A vedere i risultati delle ultime elezioni austriache, olandesi, bulgare e ora francesi, sembra che nel vecchio continente la risposta migliore alla globalizzazione sia proprio l’Europa. Ma sarebbe sbagliato cantare vittoria. La Francia può farlo, avendo eletto al ballottaggio il suo nuovo Presidente della Repubblica, uscendo dall’incubo isolazionista, ma non l’Unione Europea. Sarebbe illusorio pensare che la vittoria di Emmanuel Macron alle Presidenziali francesi contro Marine Le Pen solo perché si è verificata, spazzerà via come per incanto tutti i problemi della comunità. Intanto, perché lo stesso nuovo presidente francese ora dovrà bissare il successo alle consultazioni politiche di giugno, dove dovrà costruire un partito vero o fare alleanze con gollisti e socialisti. E poi perché i veri nodi da affrontare il paese transalpino li ha tutti dentro i propri confini – terrorismo, disoccupazione, rilancio industriale – piuttosto che a Bruxelles, dove sarà ribadita l’alleanza storica con la Germania che le ha permesso dal 2005 di stare sempre sopra il tetto del 3% senza avere mai conseguenze.

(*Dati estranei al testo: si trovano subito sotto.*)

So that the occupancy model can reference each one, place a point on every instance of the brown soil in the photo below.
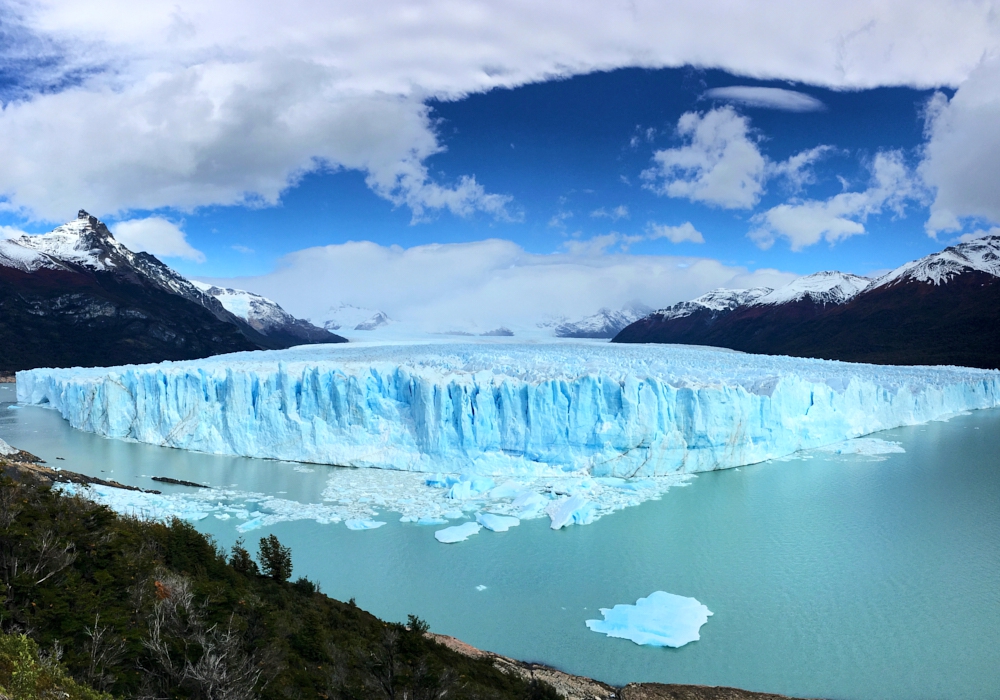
(581, 688)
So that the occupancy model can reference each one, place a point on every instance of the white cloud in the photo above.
(806, 223)
(186, 103)
(157, 236)
(768, 98)
(619, 212)
(720, 165)
(798, 169)
(674, 234)
(11, 232)
(485, 284)
(962, 156)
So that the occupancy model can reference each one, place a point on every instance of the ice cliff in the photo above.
(505, 408)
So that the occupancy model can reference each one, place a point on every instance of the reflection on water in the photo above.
(830, 576)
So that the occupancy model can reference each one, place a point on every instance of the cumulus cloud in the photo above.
(805, 223)
(674, 234)
(157, 236)
(481, 285)
(962, 156)
(185, 103)
(619, 212)
(720, 164)
(767, 98)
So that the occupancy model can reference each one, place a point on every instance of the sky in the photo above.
(475, 164)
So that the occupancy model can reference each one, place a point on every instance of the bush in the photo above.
(26, 675)
(275, 559)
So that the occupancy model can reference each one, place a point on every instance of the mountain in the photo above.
(941, 309)
(347, 317)
(606, 323)
(267, 317)
(78, 297)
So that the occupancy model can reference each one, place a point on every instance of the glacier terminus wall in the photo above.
(506, 408)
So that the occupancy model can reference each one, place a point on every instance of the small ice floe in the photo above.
(569, 511)
(497, 523)
(355, 524)
(661, 620)
(457, 533)
(864, 446)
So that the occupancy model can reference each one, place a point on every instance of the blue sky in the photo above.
(624, 150)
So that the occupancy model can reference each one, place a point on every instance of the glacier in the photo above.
(661, 619)
(506, 409)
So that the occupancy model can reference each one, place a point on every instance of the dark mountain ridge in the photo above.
(78, 297)
(941, 309)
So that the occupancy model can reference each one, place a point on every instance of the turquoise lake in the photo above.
(834, 576)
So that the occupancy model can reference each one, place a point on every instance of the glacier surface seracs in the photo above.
(506, 409)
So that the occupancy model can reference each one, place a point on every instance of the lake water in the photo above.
(828, 575)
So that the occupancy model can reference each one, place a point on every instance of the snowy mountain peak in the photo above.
(977, 255)
(349, 317)
(717, 300)
(606, 323)
(828, 287)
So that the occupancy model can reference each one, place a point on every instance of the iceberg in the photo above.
(497, 523)
(661, 619)
(457, 533)
(573, 510)
(503, 409)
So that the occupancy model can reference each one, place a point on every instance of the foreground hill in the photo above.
(77, 297)
(941, 309)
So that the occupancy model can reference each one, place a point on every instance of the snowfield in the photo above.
(506, 409)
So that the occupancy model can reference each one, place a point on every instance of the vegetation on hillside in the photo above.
(138, 609)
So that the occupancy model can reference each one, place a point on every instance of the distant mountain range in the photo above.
(78, 297)
(606, 323)
(941, 309)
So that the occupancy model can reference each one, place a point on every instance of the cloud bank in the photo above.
(479, 286)
(185, 104)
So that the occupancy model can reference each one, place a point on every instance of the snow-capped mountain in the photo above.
(941, 309)
(266, 316)
(978, 255)
(819, 288)
(716, 302)
(606, 323)
(348, 317)
(78, 297)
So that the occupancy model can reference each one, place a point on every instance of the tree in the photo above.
(241, 560)
(275, 559)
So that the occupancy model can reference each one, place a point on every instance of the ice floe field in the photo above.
(454, 439)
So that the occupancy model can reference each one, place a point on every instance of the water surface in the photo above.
(829, 576)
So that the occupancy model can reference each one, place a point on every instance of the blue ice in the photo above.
(661, 619)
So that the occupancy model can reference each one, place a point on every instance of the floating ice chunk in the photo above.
(662, 619)
(864, 446)
(457, 533)
(497, 523)
(470, 488)
(354, 524)
(573, 510)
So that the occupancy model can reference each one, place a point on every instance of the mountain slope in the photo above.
(941, 309)
(78, 297)
(267, 317)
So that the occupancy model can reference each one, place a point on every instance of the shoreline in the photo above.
(573, 687)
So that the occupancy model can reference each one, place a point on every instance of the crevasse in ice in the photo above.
(506, 409)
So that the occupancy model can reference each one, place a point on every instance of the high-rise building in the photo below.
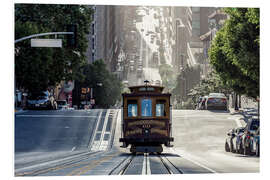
(103, 39)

La Francia si è certamente buttata alle spalle la paura di un governo xenofobo, antieuropeista e di destra, ma per l’Italia e molti altri paesi, i temi da affrontare con urgenza resteranno gli stessi esistenti prima del ballottaggio tra il giovane leader di En Marche e la numero uno del Front National: immigrazione, lavoro, vincoli di bilancio, sicurezza comune, integrazione sociale ed economica.

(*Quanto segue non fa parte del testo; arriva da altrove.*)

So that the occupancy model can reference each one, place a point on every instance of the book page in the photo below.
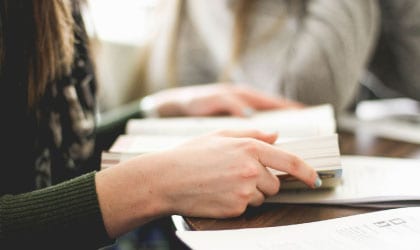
(388, 229)
(365, 180)
(310, 121)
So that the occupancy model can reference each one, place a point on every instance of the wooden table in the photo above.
(278, 214)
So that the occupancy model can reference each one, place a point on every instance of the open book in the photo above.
(366, 181)
(320, 152)
(310, 121)
(387, 229)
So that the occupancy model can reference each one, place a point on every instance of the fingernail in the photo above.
(318, 182)
(248, 111)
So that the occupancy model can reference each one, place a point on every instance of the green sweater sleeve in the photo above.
(64, 216)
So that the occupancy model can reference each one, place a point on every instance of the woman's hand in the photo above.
(214, 99)
(216, 175)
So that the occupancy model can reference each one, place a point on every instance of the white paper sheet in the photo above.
(365, 180)
(388, 229)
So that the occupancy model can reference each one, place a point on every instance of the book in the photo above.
(396, 119)
(308, 121)
(381, 182)
(386, 229)
(320, 152)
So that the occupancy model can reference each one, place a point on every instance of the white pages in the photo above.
(366, 181)
(387, 229)
(310, 121)
(320, 152)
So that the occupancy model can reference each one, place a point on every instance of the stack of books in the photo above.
(308, 133)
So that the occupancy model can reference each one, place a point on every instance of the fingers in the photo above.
(256, 134)
(257, 198)
(278, 159)
(267, 183)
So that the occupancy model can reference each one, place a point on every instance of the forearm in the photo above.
(330, 51)
(128, 194)
(62, 216)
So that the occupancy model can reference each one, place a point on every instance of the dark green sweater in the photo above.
(64, 216)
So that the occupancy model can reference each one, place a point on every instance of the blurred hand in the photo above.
(215, 99)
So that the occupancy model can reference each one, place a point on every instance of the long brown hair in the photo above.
(46, 41)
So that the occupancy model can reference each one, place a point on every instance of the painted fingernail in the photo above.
(318, 182)
(248, 111)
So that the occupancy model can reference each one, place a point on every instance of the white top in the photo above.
(316, 53)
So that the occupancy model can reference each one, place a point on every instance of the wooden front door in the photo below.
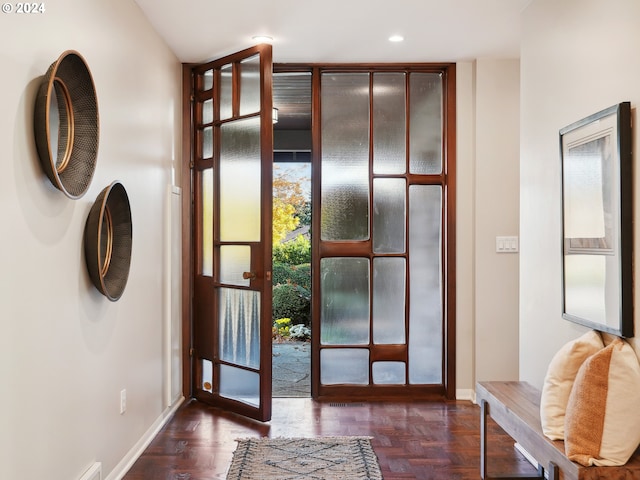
(232, 182)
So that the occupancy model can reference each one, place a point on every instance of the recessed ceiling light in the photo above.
(262, 38)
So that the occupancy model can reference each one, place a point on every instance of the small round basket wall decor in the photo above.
(66, 124)
(108, 237)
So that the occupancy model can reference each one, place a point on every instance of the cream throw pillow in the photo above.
(560, 376)
(602, 423)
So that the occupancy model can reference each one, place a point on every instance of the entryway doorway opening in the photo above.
(291, 346)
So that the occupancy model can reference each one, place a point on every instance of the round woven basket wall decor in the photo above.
(108, 237)
(66, 124)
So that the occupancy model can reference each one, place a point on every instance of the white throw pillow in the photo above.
(602, 423)
(561, 374)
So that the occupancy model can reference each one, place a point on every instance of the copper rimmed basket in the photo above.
(108, 238)
(66, 124)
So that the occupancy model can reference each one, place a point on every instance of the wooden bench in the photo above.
(515, 406)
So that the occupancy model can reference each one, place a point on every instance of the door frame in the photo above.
(260, 260)
(449, 220)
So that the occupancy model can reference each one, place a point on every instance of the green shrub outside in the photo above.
(294, 252)
(292, 281)
(292, 301)
(295, 274)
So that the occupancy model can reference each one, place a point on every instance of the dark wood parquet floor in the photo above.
(413, 440)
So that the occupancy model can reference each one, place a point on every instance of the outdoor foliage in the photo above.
(288, 200)
(295, 252)
(292, 301)
(294, 274)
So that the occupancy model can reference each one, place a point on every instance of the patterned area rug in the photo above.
(325, 458)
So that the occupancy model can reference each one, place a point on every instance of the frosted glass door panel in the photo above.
(206, 187)
(239, 327)
(388, 300)
(240, 181)
(234, 261)
(207, 80)
(345, 157)
(389, 123)
(207, 375)
(207, 111)
(389, 215)
(425, 273)
(207, 142)
(226, 92)
(334, 362)
(344, 297)
(239, 384)
(425, 136)
(250, 85)
(389, 373)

La società europea è slabbrata, sfiancata da ormai dieci anni di crisi, un’eternità. Non c’è un vero progetto di rilancio della costruzione europea, se si fa eccezione dei pur timidi cinque punti programmatici di Jean-Claude Juncker, presidente della Commissione, che ha subito plaudito alla vittoria larghissima di Macron. All’Unione monetaria se ne è aggiunta una bancaria, zoppa perché la vigilanza centrale strangola le piccole banche, mentre manca invece la tutela comune dei depositi come un’unione fiscale. Le istanze di oltre trecento milioni di cittadini dell’Eurozona stentano così a trovare risposte.
In questo decennio i rapporti di forza sono completamente cambiati, non bastano più i libri bianchi, servono riforme.
La tirannia della finanza è costata agli stati 15 trilioni di dollari per salvare banche, assicurazioni e fondi, mentre si è calcolato che con la dematerializzazione di molte transazioni finanziarie, quasi l’80% dei 120 trilioni di dollari di azioni scambiati annualmente sulle borse mondiali perseguano finalità speculative. Il lavoro di una volta non esiste.
Alcuni numeri sono emblematici. Negli Stati Uniti, il paese che più degli altri ha mostrato capacità di rialzarsi dalla crisi e tassi di occupazione molto buoni, l’1 per mille della popolazione ha goduto del 60% dell’aumento della ricchezza nazionale, percentuale che sale al 90% se si considera l’1% degli americani. E prima dell’avvento di Trump. Secondo Forbes, entro il 2020 il 50% degli individui lavorerà almeno in parte come free lance ed è molto probabile che guadagnerà di meno.
Secondo un rapporto della Joseph Rowntree Foundation, in Gran Bretagna quattro lavoratori sottopagati su cinque non riescono ad ottenere salari decenti neanche dopo dieci anni, mentre il 30% delle persone in età lavorativa non può permettersi un piano pensionistico privato. In tutto, sono 13 milioni coloro che vivono sotto la soglia di povertà.
Anche in Italia, l’impatto della doppia recessione sui redditi delle famiglie è stato notevole. Nei nuclei con capo-famiglia dipendente, ha ricordato la Banca d’Italia, il calo del reddito equivalente ha superato il 10% e ancora più forte è stato per i lavoratori autonomi.
L’impoverimento generale della classe media va di pari passo con l’aumento delle diseguaglianze, la sparizione del lavoro tradizionale, l’illusione di sopperire con la digitalizzazione la mancanza di opportunità.
Negli Stati Uniti questo slittamento sociale è stata la benzina della vittoria di Donald Trump; in Gran Bretagna si è pensato di dare la colpa all’Unione decretando la Brexit.
La vittoria di Macron è sicuramente una boccata d’aria fresca per l’Europa, ma il giovane ex finanziere potrà far ben poco nel rilancio dell’integrazione comunitaria senza il supporto non vassallesco dei paesi fondatori, a cominciare proprio dall’Italia, che già oggi si illude di poter replicare il progetto vincente del giovane fenomeno, senza avere una storia alle spalle ne’ una legge elettorale che premia un fronte europeista invece di un altro.